Bahia

Pescadores baianos chamam camarão de marisco e têm seguro cortado

Quarenta mil marisqueiros estão sem receber benefício de R$ 937

Mário Bittencourt, do Correio 24h

Cerca de 40 mil pescadores artesanais da Bahia, a maior parte deles do Recôncavo, tiveram os benefícios do seguro-defeso, no valor de um salário mínimo (R$ 937), cortados. Isso porque afirmaram que o camarão é um marisco, ao invés de crustáceo, no Registro Geral de Atividade Pesqueira.

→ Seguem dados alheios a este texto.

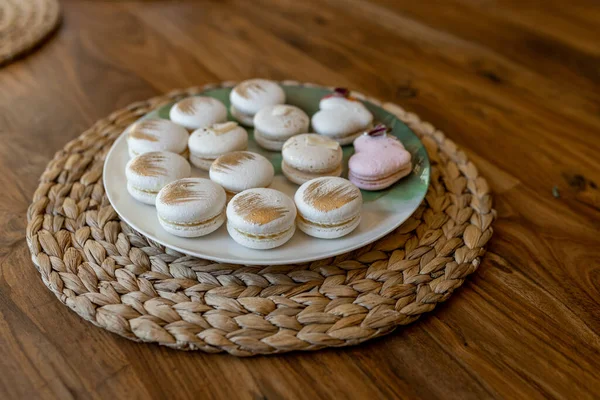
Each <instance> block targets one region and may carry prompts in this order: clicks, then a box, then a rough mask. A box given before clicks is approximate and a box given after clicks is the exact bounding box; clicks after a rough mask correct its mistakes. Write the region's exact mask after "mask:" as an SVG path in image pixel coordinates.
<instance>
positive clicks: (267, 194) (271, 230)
mask: <svg viewBox="0 0 600 400" xmlns="http://www.w3.org/2000/svg"><path fill="white" fill-rule="evenodd" d="M295 221H296V207H295V206H294V201H293V200H292V199H291V198H289V197H288V196H286V195H285V194H283V193H281V192H279V191H277V190H274V189H266V188H258V189H248V190H245V191H243V192H241V193H238V194H236V195H235V196H234V197H233V199H231V201H230V202H229V204H228V205H227V231H228V232H229V235H230V236H231V237H232V238H233V240H235V241H236V242H237V243H239V244H241V245H242V246H245V247H249V248H251V249H258V250H266V249H272V248H275V247H278V246H281V245H283V244H284V243H286V242H287V241H288V240H290V239H291V238H292V236H293V235H294V232H295V231H296V222H295Z"/></svg>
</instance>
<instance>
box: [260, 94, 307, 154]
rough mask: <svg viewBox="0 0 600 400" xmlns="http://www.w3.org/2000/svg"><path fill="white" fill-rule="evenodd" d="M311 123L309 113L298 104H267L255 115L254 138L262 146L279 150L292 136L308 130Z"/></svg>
mask: <svg viewBox="0 0 600 400" xmlns="http://www.w3.org/2000/svg"><path fill="white" fill-rule="evenodd" d="M309 124H310V118H308V115H306V113H305V112H304V111H302V110H301V109H300V108H298V107H296V106H290V105H287V104H278V105H275V106H266V107H263V108H261V109H260V111H259V112H257V113H256V115H255V116H254V139H255V140H256V143H258V144H259V146H260V147H263V148H265V149H267V150H276V151H278V150H281V148H282V147H283V144H284V143H285V141H286V140H288V139H289V138H291V137H292V136H294V135H298V134H300V133H306V132H308V125H309Z"/></svg>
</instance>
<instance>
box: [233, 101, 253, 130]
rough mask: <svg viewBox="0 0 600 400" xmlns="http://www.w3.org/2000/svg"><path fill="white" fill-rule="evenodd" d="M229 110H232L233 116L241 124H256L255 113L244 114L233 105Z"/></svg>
mask: <svg viewBox="0 0 600 400" xmlns="http://www.w3.org/2000/svg"><path fill="white" fill-rule="evenodd" d="M229 111H230V112H231V116H232V117H233V118H235V120H236V121H238V122H239V123H240V124H242V125H244V126H248V127H253V126H254V114H244V113H243V112H241V111H239V110H238V109H237V108H235V107H234V106H233V105H232V106H231V107H229Z"/></svg>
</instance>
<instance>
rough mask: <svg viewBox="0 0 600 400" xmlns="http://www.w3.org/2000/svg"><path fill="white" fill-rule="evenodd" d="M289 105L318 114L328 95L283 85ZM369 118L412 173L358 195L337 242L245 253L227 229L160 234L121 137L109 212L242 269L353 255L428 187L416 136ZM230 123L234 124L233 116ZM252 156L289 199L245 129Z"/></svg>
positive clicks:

A exigência da classificação correta da atividade passou a existir depois que o benefício, pago a pescadores na época de reprodução dos animais, ficou a cargo do INSS - antes ele era realizado por meio da Secretaria de Aquicultura e Pesca, responsável pelos registros dos pescadores. A própria secretaria informou que “recentemente tomou conhecimento deste preenchimento equivocado” e que “elabora planejamento de ação educativa” para os pescadores não errarem mais na classificação da atividade.

Ainda de acordo com a pasta, “os órgãos de controle não apontam a divergência na nomenclatura como uma fraude”. “A dúvida”, sublinha, “deve existir porque os pescadores de camarão são comumente chamados de marisqueiros.”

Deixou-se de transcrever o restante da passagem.